Authors :
Presenting Author: Darion Toutant, – University of Manitoba
Marcus Ng, BMSc, MD, FRCPC, CSCN(EEG), FAES – Associate Professor of Neurology / Epileptologist, University of Manitoba
Rationale: Interictal epileptiform discharges (IEDs) exhibit distinct characteristic differences throughout the sleep-wake states. This study aims to create a gold-standard database of IEDs and investigate their characteristics during sleep-wake states. Understanding these variations in IED features across wakefulness, NREM sleep stages 1-3, and REM could hold crucial information for why REM expresses a suppressive ability towards IED propagation.
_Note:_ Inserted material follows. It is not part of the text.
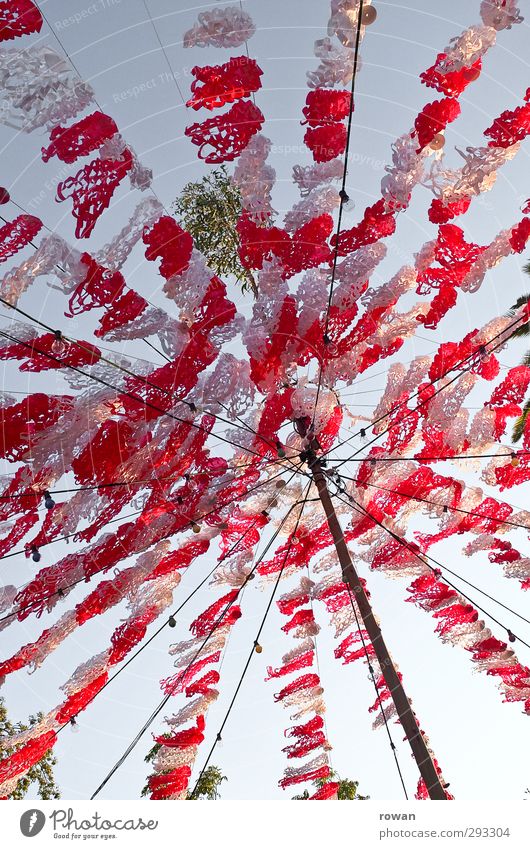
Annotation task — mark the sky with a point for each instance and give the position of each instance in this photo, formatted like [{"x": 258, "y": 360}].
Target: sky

Methods: 10 EMU patients with multiple nights have been professionally marked for sleep states and IED validity using lab-developed software to streamline the process. With a gold-standard dataset, a computational pipeline of nine defining IED morphological features (Figure 1) is preprocessed using filters and extracted from three montages (Laplacian, Raw, Referential). Because data was non-normal, we tested differences of each feature in each sleep-wake state using the Kruskal-Wallis test, with Dunn’s post hoc individual state vs. state testing. We used Bonferroni correction for multiple comparisons within similar features based on grouping into slope-related, amplitude, duration, and area types. Corrected statistical significance was set at p< 4.167e-4 for slope-related, p< 5.56e-4 for amplitude, and p< 0.00167 for duration/area features. Table 1 shows all median value comparisons within each cell followed by the p-value from Dunn’s test.